Once you have a planner or online calendar that you like, what can you do that won’t take up too much time?

As a law student you are always busy. Let’s face it, you’re swamped. Time can go by so quickly that you forget to focus on what you need to do to achieve your goals. But you can actually start to achieve them—in less than one hour.

1. Start by making an appointment to meet with a career counselor in your career services office to brainstorm your goals with them. Update your resume and cover letter so they are ready to go. Most of the above can probably be accomplished in one or two meetings with career services.

2. Next, meet with one or two professors who teach courses in practice areas that interest you. Many are well connected in their industries. They also may have former students working in areas that interest you. Typically professors have designated office hours posted for the semester. Stop by soon and see them. Again, in less than the hour it takes to chat with them, you will have taken steps towards achieving your ultimate career goals.

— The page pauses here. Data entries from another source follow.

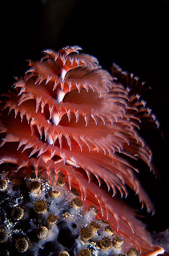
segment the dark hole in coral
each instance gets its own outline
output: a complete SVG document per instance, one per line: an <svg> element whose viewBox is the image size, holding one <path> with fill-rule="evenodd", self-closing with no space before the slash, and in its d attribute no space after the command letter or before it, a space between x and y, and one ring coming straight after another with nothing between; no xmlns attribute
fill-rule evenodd
<svg viewBox="0 0 169 256"><path fill-rule="evenodd" d="M75 242L75 239L68 227L65 227L60 230L57 237L57 241L63 246L71 248Z"/></svg>
<svg viewBox="0 0 169 256"><path fill-rule="evenodd" d="M74 228L74 229L76 229L76 228L77 227L77 225L76 225L76 224L75 224L75 223L74 223L73 222L72 222L72 227L73 228Z"/></svg>
<svg viewBox="0 0 169 256"><path fill-rule="evenodd" d="M77 238L77 234L72 233L65 221L60 221L57 224L57 227L59 230L57 241L63 246L71 249L76 242L75 239Z"/></svg>

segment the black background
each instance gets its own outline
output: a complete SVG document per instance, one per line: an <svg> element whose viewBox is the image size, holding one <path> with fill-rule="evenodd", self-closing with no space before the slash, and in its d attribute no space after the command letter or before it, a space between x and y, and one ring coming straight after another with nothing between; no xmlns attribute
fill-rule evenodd
<svg viewBox="0 0 169 256"><path fill-rule="evenodd" d="M150 144L161 176L143 171L140 179L156 208L145 220L150 230L168 225L169 87L167 0L6 1L1 6L2 92L23 75L27 59L39 59L47 48L78 45L110 71L112 62L140 78L152 90L146 99L160 123L163 139L151 131Z"/></svg>

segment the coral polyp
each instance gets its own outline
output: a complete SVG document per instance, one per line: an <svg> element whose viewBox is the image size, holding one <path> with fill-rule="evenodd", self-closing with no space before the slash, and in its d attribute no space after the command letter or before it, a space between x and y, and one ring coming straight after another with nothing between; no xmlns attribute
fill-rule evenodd
<svg viewBox="0 0 169 256"><path fill-rule="evenodd" d="M153 171L140 128L159 125L146 86L80 50L45 50L1 96L2 253L156 256L163 249L119 199L129 188L155 212L136 175L138 159Z"/></svg>

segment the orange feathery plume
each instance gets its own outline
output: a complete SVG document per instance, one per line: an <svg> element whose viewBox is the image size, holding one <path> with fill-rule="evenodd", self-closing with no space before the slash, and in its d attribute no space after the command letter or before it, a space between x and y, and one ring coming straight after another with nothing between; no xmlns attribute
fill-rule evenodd
<svg viewBox="0 0 169 256"><path fill-rule="evenodd" d="M21 172L33 166L53 188L63 173L70 189L73 186L85 204L99 207L97 218L108 220L126 244L144 256L162 253L133 210L101 186L104 182L122 197L129 187L154 213L135 174L138 170L123 157L140 158L152 169L151 151L138 132L141 123L158 125L140 97L146 88L115 65L117 79L112 76L80 49L45 50L40 61L29 61L15 90L3 96L0 163L16 164Z"/></svg>

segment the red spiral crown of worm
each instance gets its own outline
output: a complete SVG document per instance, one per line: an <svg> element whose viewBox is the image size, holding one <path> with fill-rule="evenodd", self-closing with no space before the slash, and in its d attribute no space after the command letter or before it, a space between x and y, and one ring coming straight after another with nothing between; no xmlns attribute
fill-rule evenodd
<svg viewBox="0 0 169 256"><path fill-rule="evenodd" d="M114 65L124 87L80 49L45 50L41 61L30 61L23 78L3 95L0 163L14 164L23 175L33 166L53 188L62 173L70 189L99 208L97 218L108 220L127 244L143 255L161 253L134 211L107 191L126 197L129 187L154 212L138 170L124 157L140 158L152 169L151 150L138 133L144 123L158 125L140 97L146 87Z"/></svg>

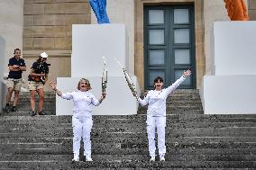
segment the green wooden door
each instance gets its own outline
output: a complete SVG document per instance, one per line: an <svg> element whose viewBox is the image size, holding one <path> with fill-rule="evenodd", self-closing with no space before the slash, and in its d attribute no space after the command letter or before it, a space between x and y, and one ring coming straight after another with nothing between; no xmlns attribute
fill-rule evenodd
<svg viewBox="0 0 256 170"><path fill-rule="evenodd" d="M187 68L179 88L196 88L194 20L193 5L144 6L145 89L159 76L168 86Z"/></svg>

3. Another easy step you can take is to consult your school’s on-line alumni directory. See if your school offers an alumni directory that you can access, and sort through alumni living in the city you want to work in, or practicing in the area you want to practice law.

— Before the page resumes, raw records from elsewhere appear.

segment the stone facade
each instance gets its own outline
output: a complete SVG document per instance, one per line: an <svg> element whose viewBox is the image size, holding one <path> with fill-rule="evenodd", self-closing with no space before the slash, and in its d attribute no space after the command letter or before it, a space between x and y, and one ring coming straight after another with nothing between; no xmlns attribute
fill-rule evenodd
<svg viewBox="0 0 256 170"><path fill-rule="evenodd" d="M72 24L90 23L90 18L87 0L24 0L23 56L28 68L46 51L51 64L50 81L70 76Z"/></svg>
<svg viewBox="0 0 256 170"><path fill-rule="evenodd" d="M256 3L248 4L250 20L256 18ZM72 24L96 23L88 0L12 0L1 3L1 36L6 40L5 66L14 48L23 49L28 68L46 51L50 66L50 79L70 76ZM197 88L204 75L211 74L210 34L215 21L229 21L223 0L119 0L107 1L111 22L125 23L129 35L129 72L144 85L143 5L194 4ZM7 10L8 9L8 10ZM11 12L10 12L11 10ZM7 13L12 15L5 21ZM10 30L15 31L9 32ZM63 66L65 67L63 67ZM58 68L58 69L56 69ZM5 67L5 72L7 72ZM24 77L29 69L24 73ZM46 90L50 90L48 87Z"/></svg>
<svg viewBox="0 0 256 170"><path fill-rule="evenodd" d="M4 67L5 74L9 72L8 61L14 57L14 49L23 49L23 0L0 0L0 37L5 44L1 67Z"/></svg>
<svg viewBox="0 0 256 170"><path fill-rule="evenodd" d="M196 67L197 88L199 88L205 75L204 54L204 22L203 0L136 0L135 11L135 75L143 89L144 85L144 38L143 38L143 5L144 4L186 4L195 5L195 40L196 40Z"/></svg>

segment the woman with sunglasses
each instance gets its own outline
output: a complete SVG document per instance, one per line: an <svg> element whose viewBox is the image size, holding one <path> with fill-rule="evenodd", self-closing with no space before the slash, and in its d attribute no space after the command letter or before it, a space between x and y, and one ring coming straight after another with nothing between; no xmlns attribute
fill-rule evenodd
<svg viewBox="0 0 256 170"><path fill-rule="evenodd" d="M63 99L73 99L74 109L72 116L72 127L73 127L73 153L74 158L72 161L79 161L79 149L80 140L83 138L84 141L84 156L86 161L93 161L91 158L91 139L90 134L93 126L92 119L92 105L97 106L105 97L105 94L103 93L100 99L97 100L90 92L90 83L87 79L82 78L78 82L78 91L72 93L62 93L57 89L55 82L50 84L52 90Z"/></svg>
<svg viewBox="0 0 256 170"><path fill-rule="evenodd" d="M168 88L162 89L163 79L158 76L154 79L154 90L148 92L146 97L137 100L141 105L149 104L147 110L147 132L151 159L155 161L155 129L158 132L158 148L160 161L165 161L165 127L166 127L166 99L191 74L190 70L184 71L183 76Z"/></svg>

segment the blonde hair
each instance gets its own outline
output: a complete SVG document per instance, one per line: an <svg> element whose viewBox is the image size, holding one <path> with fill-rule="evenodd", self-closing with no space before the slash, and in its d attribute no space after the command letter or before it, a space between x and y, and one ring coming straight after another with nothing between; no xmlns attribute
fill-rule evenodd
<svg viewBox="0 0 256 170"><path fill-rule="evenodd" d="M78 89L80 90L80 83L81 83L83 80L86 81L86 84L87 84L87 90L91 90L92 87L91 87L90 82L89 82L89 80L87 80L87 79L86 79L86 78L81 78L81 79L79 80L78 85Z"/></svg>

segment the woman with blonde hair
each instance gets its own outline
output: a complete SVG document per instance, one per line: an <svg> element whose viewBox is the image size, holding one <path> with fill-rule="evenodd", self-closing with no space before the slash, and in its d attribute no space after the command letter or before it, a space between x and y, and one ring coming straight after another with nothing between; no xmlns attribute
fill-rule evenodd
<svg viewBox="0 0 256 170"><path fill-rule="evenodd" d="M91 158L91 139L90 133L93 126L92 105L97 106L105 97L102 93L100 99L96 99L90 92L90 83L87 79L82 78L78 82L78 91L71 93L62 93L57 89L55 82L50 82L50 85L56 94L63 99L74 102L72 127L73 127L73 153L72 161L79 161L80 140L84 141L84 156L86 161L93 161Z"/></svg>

The alumni connection can be a strong one. If you reach out to them with well thought-out questions, or ask to meet with them when you are home over your next break, this could lead to a relationship—and ultimately a job.

Most alumni directories are now computerized and easily sortable. Again, in less than an hour, you could have a list of alumni to contact.

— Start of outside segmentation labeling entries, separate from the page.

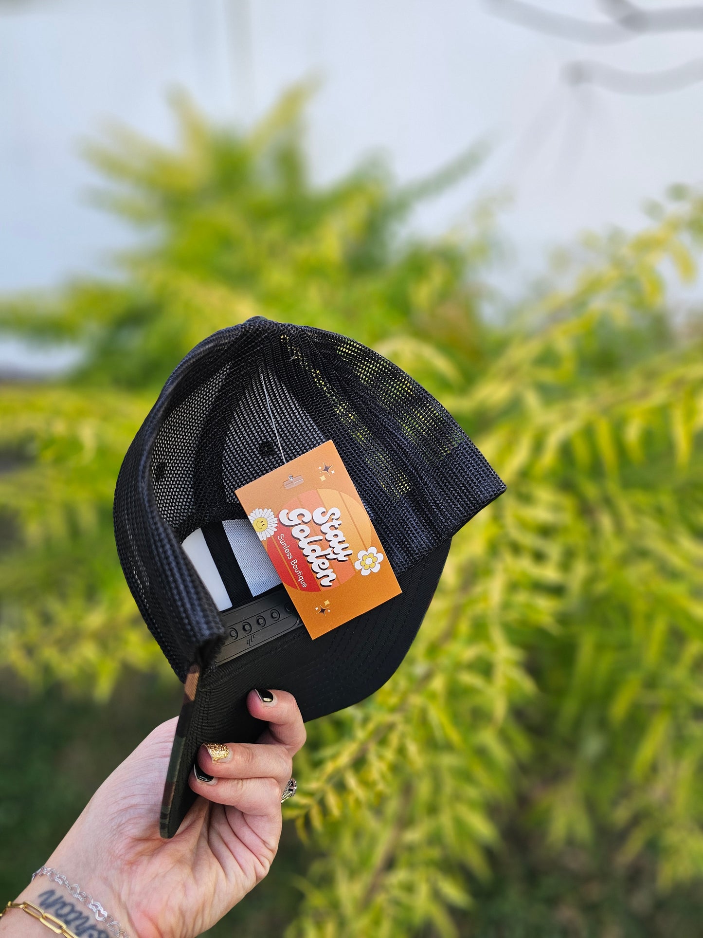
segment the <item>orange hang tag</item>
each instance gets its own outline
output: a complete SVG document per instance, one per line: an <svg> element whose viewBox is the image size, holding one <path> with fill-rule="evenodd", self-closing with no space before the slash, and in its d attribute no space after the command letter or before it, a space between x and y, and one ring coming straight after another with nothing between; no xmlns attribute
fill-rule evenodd
<svg viewBox="0 0 703 938"><path fill-rule="evenodd" d="M331 440L236 494L312 638L401 592Z"/></svg>

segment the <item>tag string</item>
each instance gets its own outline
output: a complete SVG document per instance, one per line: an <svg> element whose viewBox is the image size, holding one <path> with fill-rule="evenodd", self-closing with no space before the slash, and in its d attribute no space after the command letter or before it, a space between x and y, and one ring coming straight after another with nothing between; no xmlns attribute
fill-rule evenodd
<svg viewBox="0 0 703 938"><path fill-rule="evenodd" d="M276 420L274 420L274 414L271 410L271 404L268 400L268 392L266 390L266 382L263 380L263 370L260 369L259 373L262 376L262 386L263 387L263 396L266 399L266 407L268 407L268 416L271 417L271 426L274 428L274 433L276 433L276 442L278 444L278 449L280 450L280 458L283 461L283 465L286 464L286 457L283 455L283 446L280 445L280 440L278 438L278 431L276 427Z"/></svg>

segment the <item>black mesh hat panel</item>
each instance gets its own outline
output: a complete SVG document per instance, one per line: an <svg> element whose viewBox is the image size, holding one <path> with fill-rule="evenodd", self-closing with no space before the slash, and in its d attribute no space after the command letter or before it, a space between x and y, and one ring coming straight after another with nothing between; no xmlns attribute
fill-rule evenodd
<svg viewBox="0 0 703 938"><path fill-rule="evenodd" d="M181 542L243 518L235 490L280 465L280 449L288 461L326 440L396 575L505 488L451 415L361 343L262 317L215 333L167 381L114 499L125 576L182 681L193 663L207 666L224 628Z"/></svg>

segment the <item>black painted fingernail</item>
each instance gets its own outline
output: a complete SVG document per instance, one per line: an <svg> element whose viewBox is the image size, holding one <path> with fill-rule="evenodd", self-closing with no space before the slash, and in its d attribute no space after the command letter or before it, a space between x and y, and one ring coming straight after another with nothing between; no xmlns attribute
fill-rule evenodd
<svg viewBox="0 0 703 938"><path fill-rule="evenodd" d="M198 763L193 765L193 771L198 781L204 781L206 785L214 785L217 780L214 775L208 775L207 772L203 772Z"/></svg>

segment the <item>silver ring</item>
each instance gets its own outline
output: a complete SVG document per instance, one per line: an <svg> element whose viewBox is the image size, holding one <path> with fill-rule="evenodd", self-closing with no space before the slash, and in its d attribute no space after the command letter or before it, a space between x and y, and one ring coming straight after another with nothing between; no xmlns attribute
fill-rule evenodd
<svg viewBox="0 0 703 938"><path fill-rule="evenodd" d="M295 794L295 790L297 789L297 787L298 786L295 783L294 779L288 779L288 781L286 782L286 787L283 789L283 793L281 794L280 796L281 804L284 801L287 801L289 798L292 798L293 794Z"/></svg>

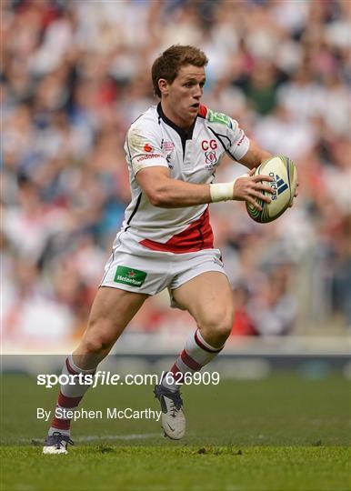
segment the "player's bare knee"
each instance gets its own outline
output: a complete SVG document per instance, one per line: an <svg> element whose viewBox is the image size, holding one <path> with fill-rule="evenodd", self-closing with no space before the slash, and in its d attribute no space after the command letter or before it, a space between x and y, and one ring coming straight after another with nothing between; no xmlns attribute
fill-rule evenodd
<svg viewBox="0 0 351 491"><path fill-rule="evenodd" d="M106 319L90 321L83 343L87 354L108 352L115 342L114 329Z"/></svg>
<svg viewBox="0 0 351 491"><path fill-rule="evenodd" d="M218 338L223 342L229 336L233 327L234 314L231 309L213 311L200 325L200 330L205 337Z"/></svg>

These are only a few suggestions to get you started. No doubt your career counselor, professors, and alumni contacts will provide many more ideas for you to achieve your goals.

So next time you need a break from your casebooks, take an hour to try and meet with one of them. Or how about doing it right now?


Related articles:

Strategic Planning For Your Summer Internship

5 easy ways to network with alumni

How to Answer Really Tough Interview Questions


Hillary Mantis works with pre-law students, law students, and lawyers. She is the author of Alternative Careers for Lawyers, and Director of the Pre-Law Advising Program at Fordham University. Questions about achieving your own career goals? You can reach Hillary at altcareer@aol.com.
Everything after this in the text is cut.